Several of the tales, including “Get Your Own Damn Fatal Illness: An Homage to Ellie,” are moving tributes to patients who have died. In “Thank You, Molly,” Yalom, approached by a former patient at the funeral of his longtime, hyper-organized bookkeeper, Molly, learns to his surprise and delight that, thanks in part to an offhand recommendation he made when the patient stopped treatment abruptly, his outcome was better than expected.
Yalom says he writes these “tales of reclamation” for people with “a keen interest in the human psyche and personal growth.” For further reading, I heartily recommend Yalom’s Love’s Executioner, When Nietzsche Wept, and Lying on the Couch, Marcus Aurelius’ Meditations, psychotherapist Deborah Anna Luepnitz’s book of case histories, Schopenhauer’s Porcupines: Intimacy and Its Dilemmas, and of course the granddaddy of case studies, Joseph Breuer and Sigmund Freud’s 1895 Studies in Hysteria.
Readers might also want to try a gambit Yalom often employs to gather information and jump-start discussion: Describe a twenty-four-hour period of your life in the past week, beginning with the time you awake.

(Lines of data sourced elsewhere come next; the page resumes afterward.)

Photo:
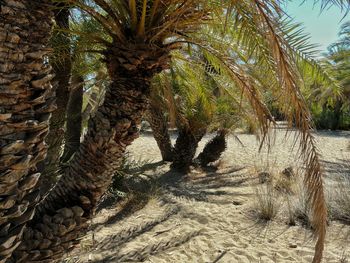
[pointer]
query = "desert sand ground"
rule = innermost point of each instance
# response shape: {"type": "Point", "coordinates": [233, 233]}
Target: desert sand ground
{"type": "Point", "coordinates": [209, 216]}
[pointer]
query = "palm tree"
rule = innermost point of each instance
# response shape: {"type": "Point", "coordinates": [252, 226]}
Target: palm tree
{"type": "Point", "coordinates": [61, 62]}
{"type": "Point", "coordinates": [156, 116]}
{"type": "Point", "coordinates": [333, 102]}
{"type": "Point", "coordinates": [26, 100]}
{"type": "Point", "coordinates": [135, 38]}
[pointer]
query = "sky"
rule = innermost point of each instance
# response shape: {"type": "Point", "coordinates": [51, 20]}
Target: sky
{"type": "Point", "coordinates": [323, 27]}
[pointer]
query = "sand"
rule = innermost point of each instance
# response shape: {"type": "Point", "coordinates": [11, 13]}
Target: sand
{"type": "Point", "coordinates": [209, 216]}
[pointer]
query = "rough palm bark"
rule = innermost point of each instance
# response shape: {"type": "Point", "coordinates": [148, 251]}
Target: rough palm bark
{"type": "Point", "coordinates": [159, 126]}
{"type": "Point", "coordinates": [74, 118]}
{"type": "Point", "coordinates": [185, 147]}
{"type": "Point", "coordinates": [62, 216]}
{"type": "Point", "coordinates": [26, 100]}
{"type": "Point", "coordinates": [213, 149]}
{"type": "Point", "coordinates": [61, 63]}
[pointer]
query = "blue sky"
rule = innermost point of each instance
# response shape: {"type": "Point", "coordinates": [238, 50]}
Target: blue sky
{"type": "Point", "coordinates": [323, 27]}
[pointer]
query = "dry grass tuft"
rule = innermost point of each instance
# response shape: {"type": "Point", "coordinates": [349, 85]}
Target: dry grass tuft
{"type": "Point", "coordinates": [267, 202]}
{"type": "Point", "coordinates": [339, 200]}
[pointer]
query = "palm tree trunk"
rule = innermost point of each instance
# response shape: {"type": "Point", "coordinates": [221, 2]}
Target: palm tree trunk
{"type": "Point", "coordinates": [213, 149]}
{"type": "Point", "coordinates": [74, 118]}
{"type": "Point", "coordinates": [26, 100]}
{"type": "Point", "coordinates": [185, 148]}
{"type": "Point", "coordinates": [62, 66]}
{"type": "Point", "coordinates": [62, 216]}
{"type": "Point", "coordinates": [159, 127]}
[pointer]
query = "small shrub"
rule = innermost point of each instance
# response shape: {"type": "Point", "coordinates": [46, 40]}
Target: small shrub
{"type": "Point", "coordinates": [343, 258]}
{"type": "Point", "coordinates": [299, 208]}
{"type": "Point", "coordinates": [266, 202]}
{"type": "Point", "coordinates": [339, 200]}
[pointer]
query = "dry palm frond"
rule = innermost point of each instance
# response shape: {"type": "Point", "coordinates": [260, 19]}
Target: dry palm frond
{"type": "Point", "coordinates": [238, 37]}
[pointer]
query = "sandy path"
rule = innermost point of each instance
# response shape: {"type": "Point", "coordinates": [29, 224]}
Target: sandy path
{"type": "Point", "coordinates": [209, 217]}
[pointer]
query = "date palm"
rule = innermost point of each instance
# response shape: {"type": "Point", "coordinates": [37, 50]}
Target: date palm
{"type": "Point", "coordinates": [136, 38]}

It’s an exercise that can reveal a lot, including how much (or little) intimacy a life contains. Or, if that doesn’t appeal, try posing the open-ended question: “What do you want?” Your own answers might surprise you as much as others’. And if Creatures of a Day conveys one thing loud and clear, it’s that while our lifetimes are narrowly bounded, our ability to zero in on what really matters shouldn’t be.